Maybe it was inevitable that the #MeToo movement would come back to bite women.
On one hand, women seem more powerful than ever. It’s not just mighty titans like Harvey Weinstein or Les Moonves who’ve fallen because of allegations of sexual harassment, but hardworking stiffs of the legal profession like former Mayer Brown partner James Tanenbaum and that mystery partner from Baker McKenzie’s London office (whose identity most of us know), among others.
The fallout is that some male lawyers are so fearful of being tainted with sexual harassment charges that they’re running for the hills, dodging close working relationships with women. They might not be as blatant as Mike Pence about avoiding female company (he never eats alone with a woman other than his wife, nor does he go to events that serve alcohol without her), but they’re drawing a line, nonetheless.
“It’s a genuine fear,” says a young female partner at an Am Law 100 firm in New York. “I’ve talked to men—well-meaning ones—who say they’re scared of being taken the wrong way by women, who don’t know how they should interact with female associates and colleagues. I’m afraid this will mean men will exclude us even more from relationship-building opportunities. If there’s a case that entails travel, they might think it’s safer to pick a male colleague than me.”
Women have reason to worry that they might be excluded. According to a survey by Working Mother and ABA Journal released this year, most men (56 percent) are nervous about one-on-one interactions with women at work and the charges of impropriety that might result. One male leader told the authors of the survey, “One allegation can be a career killer,” adding, “I will not be alone in the office with any female—whether she is a colleague or a support-staff member. This is to protect myself.”

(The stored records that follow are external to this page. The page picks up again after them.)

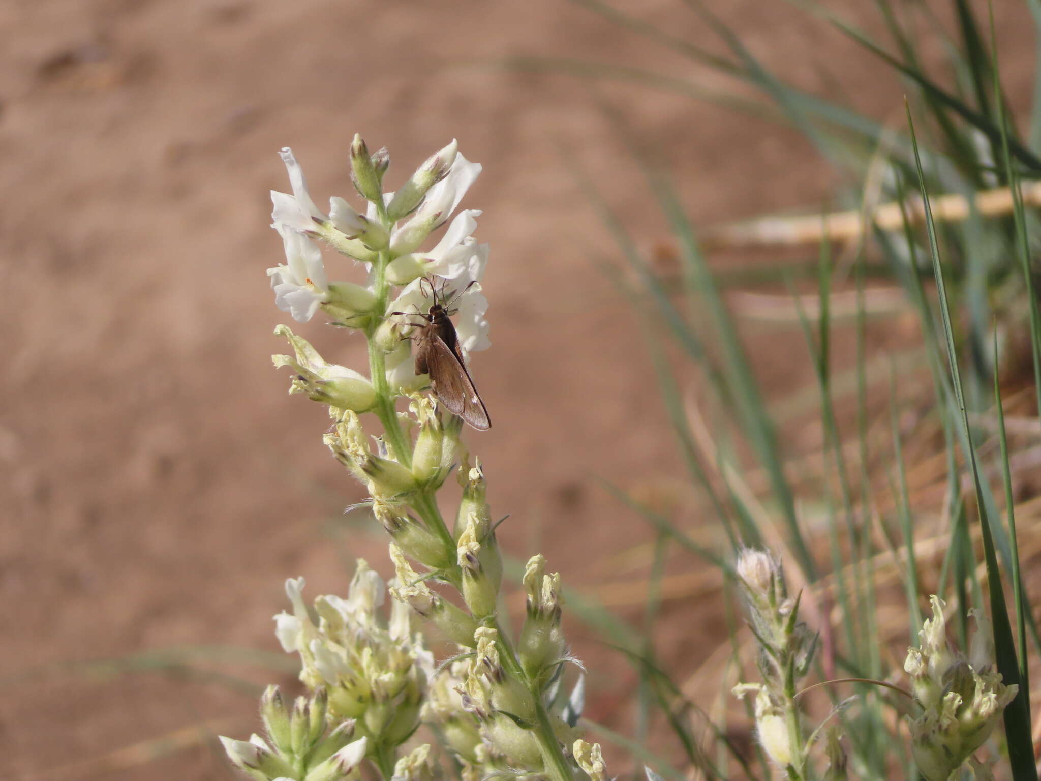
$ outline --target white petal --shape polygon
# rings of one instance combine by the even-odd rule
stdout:
[[[300,650],[300,638],[303,634],[303,623],[296,615],[279,613],[275,616],[275,636],[282,644],[282,650],[287,654]]]
[[[462,351],[468,354],[491,347],[488,321],[484,318],[488,310],[488,299],[481,293],[481,285],[476,284],[460,296],[456,308],[459,310],[456,335]]]
[[[390,302],[387,311],[404,311],[409,313],[425,313],[430,311],[430,299],[423,295],[426,284],[422,277],[413,279],[402,288],[401,293],[398,294],[398,298]]]
[[[296,284],[275,285],[275,304],[282,311],[289,312],[298,323],[306,323],[319,310],[325,295],[310,287]]]
[[[314,242],[298,230],[284,223],[275,223],[275,230],[282,236],[282,248],[285,250],[285,260],[291,273],[291,279],[284,279],[300,286],[314,285],[323,293],[329,287],[325,263],[322,261],[322,250]]]
[[[314,221],[311,220],[311,216],[300,206],[293,196],[273,190],[271,191],[271,202],[274,207],[271,212],[273,228],[284,225],[294,230],[314,230]]]
[[[388,355],[387,358],[390,356]],[[405,353],[405,357],[397,363],[387,363],[387,384],[393,388],[401,388],[406,393],[418,391],[428,382],[427,375],[415,374],[415,359]]]
[[[357,767],[358,764],[361,763],[361,760],[365,758],[365,750],[367,746],[367,737],[359,738],[353,744],[348,744],[342,749],[337,751],[332,755],[331,759],[339,765],[340,773],[347,775]]]
[[[437,243],[429,252],[429,255],[435,259],[440,259],[445,257],[449,250],[453,249],[456,245],[461,244],[464,238],[467,238],[475,230],[477,230],[477,220],[476,218],[481,216],[480,209],[463,209],[449,226],[449,229],[445,231],[445,235],[441,236],[441,241]]]
[[[423,205],[420,206],[417,216],[425,215],[426,218],[424,219],[427,219],[434,212],[440,211],[441,216],[438,223],[445,222],[455,211],[456,206],[459,205],[459,201],[466,195],[469,185],[477,181],[477,177],[480,174],[481,163],[471,162],[462,156],[462,152],[459,152],[456,155],[455,162],[452,163],[449,175],[432,186],[430,192],[427,193],[427,198]]]
[[[326,683],[335,684],[341,678],[351,676],[351,665],[347,663],[338,647],[315,639],[311,640],[310,650],[314,657],[314,669]]]
[[[383,578],[371,569],[363,560],[358,559],[358,569],[351,579],[347,601],[351,609],[358,613],[371,613],[383,604],[386,598],[386,586]]]
[[[310,217],[316,217],[323,221],[327,220],[328,218],[319,210],[319,207],[314,205],[314,201],[311,200],[310,193],[307,192],[304,171],[300,168],[300,163],[297,162],[297,158],[293,156],[293,150],[288,147],[283,147],[279,150],[279,155],[282,157],[282,162],[285,163],[285,170],[289,173],[289,185],[293,187],[293,197],[297,199],[300,208]]]
[[[293,604],[293,612],[301,619],[307,615],[307,607],[304,605],[304,586],[306,584],[307,581],[304,580],[303,576],[285,579],[285,596]]]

That kind of attitude certainly won’t help women gain high-profile assignments or critical sponsorship when men are still the ones in control. It’s also an abdication of a leader’s responsibility, says diversity consultant Jennifer Brown.
“If people in power are too afraid because of the headlines and the scrutiny, that’s a problem,” she says. “It’s their job to integrate those who are not well-represented.”

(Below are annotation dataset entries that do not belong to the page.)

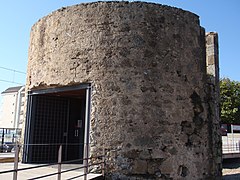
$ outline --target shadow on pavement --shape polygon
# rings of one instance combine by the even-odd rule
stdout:
[[[239,180],[240,174],[228,174],[223,176],[223,180]]]

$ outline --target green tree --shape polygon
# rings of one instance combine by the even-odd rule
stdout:
[[[220,80],[220,113],[222,123],[240,124],[240,83]]]

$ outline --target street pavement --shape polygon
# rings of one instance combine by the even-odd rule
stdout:
[[[13,158],[14,154],[13,153],[0,153],[0,161],[6,158]],[[33,166],[39,166],[39,164],[23,164],[21,162],[18,163],[18,169],[21,168],[27,168],[27,167],[33,167]],[[68,170],[68,169],[72,169],[72,168],[77,168],[79,166],[82,166],[81,164],[63,164],[62,165],[62,171],[63,170]],[[2,171],[8,171],[8,170],[13,170],[14,168],[14,163],[13,162],[7,162],[7,163],[0,163],[0,179],[5,179],[5,180],[10,180],[13,179],[13,172],[11,173],[4,173],[1,174]],[[42,168],[36,168],[36,169],[30,169],[30,170],[24,170],[24,171],[19,171],[18,172],[18,180],[26,180],[26,179],[32,179],[32,178],[36,178],[38,176],[43,176],[43,175],[47,175],[47,174],[51,174],[51,173],[56,173],[58,170],[57,165],[55,166],[48,166],[48,167],[42,167]],[[61,174],[61,179],[65,180],[65,179],[75,179],[74,177],[80,176],[84,174],[83,173],[83,168],[82,169],[78,169],[78,170],[74,170],[74,171],[70,171],[67,173],[63,173]],[[101,176],[101,174],[88,174],[88,179],[93,179],[96,177]],[[57,175],[53,175],[50,177],[45,177],[43,178],[44,180],[53,180],[53,179],[57,179]],[[84,179],[84,177],[79,177],[76,179]]]

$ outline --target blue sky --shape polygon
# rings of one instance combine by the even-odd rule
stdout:
[[[0,80],[25,83],[31,26],[43,16],[81,0],[6,0],[0,2]],[[200,16],[206,31],[219,33],[220,75],[240,81],[240,0],[152,0]],[[0,81],[0,92],[18,84]]]

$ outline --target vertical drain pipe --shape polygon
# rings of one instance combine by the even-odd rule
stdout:
[[[91,85],[86,89],[86,109],[85,109],[85,134],[84,134],[84,180],[87,180],[88,158],[89,158],[89,135],[90,135],[90,111],[91,111]]]

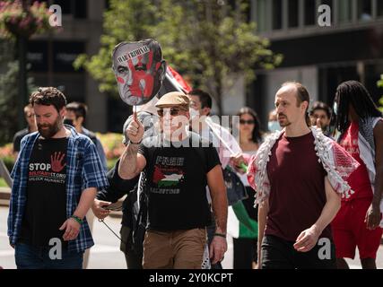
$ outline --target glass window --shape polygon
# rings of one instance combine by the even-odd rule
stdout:
[[[305,0],[304,1],[304,13],[305,13],[305,25],[312,26],[315,25],[317,16],[317,6],[316,0]]]
[[[289,0],[289,28],[298,27],[299,1]]]
[[[282,0],[273,0],[273,30],[282,29]]]
[[[371,0],[358,0],[358,19],[360,21],[370,21],[372,19],[371,8]]]

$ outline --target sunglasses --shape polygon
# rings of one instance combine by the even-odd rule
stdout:
[[[170,109],[170,116],[178,116],[179,114],[180,109],[178,108],[165,109],[167,110]],[[163,117],[164,109],[160,109],[157,110],[157,114],[159,117]]]
[[[255,121],[253,119],[249,119],[249,120],[246,120],[246,119],[239,119],[239,124],[240,125],[254,125]]]

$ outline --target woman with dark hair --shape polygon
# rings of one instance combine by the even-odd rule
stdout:
[[[257,113],[250,108],[245,107],[237,113],[239,117],[239,146],[244,156],[255,154],[262,143],[262,131]],[[257,258],[257,210],[254,208],[255,191],[250,187],[246,174],[239,174],[242,183],[246,187],[248,198],[242,200],[249,217],[253,220],[254,230],[248,230],[239,238],[233,238],[234,269],[251,269],[255,267]],[[244,228],[244,225],[241,225]]]
[[[344,258],[353,258],[358,247],[362,268],[376,269],[382,237],[382,115],[366,88],[356,81],[338,86],[334,112],[340,133],[338,143],[361,164],[348,179],[354,193],[342,199],[341,209],[331,224],[337,265],[348,268]]]

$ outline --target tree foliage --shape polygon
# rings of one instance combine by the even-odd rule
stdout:
[[[84,66],[101,91],[117,95],[110,69],[113,48],[123,40],[153,38],[168,64],[194,87],[207,90],[221,111],[224,81],[240,74],[248,83],[255,69],[272,69],[282,61],[281,55],[269,49],[269,41],[255,34],[256,24],[247,21],[248,2],[111,0],[104,13],[99,53],[80,56],[74,66]]]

Brown suggests that the male manager ask women what would be a comfortable format for one-on-one work, instead of requiring them to set the boundaries.
“The onus shouldn’t be on those who are in a marginalized position,” Brown says.
It’s clear that male/female relationships at work are in an awkward phase.
“I am seeing a hypersensitivity among young women attorneys to behavior which, while not necessarily great, does not rise to the level of sexual harassment,” says career coach Ellen Ostrow.
She cites two examples: A male partner who touches the arm of a female associate for doing a great job, and a male senior counsel who compliments the blouse of a female lawyer. In both cases, the women complained.
“There’s a blurring of what constitutes gender bias and what is harassment,” Ostrow says.
Many women don’t buy the idea that men are in a bind.
“Some men are using it as an excuse not to sponsor or meet with women alone,” says Joan Williams, professor at University of California, Hastings College of the Law.
“It’s a bunch of crap that men don’t know what to do now,” says a senior female counsel at a large bank. “They’re trying to be cute, like, ‘Oh, women are so touchy, they’ll get offended about anything.’”
Call it the #MeToo backlash or the Pence effect. Any way you look at it, it’s another reason women are still stuck.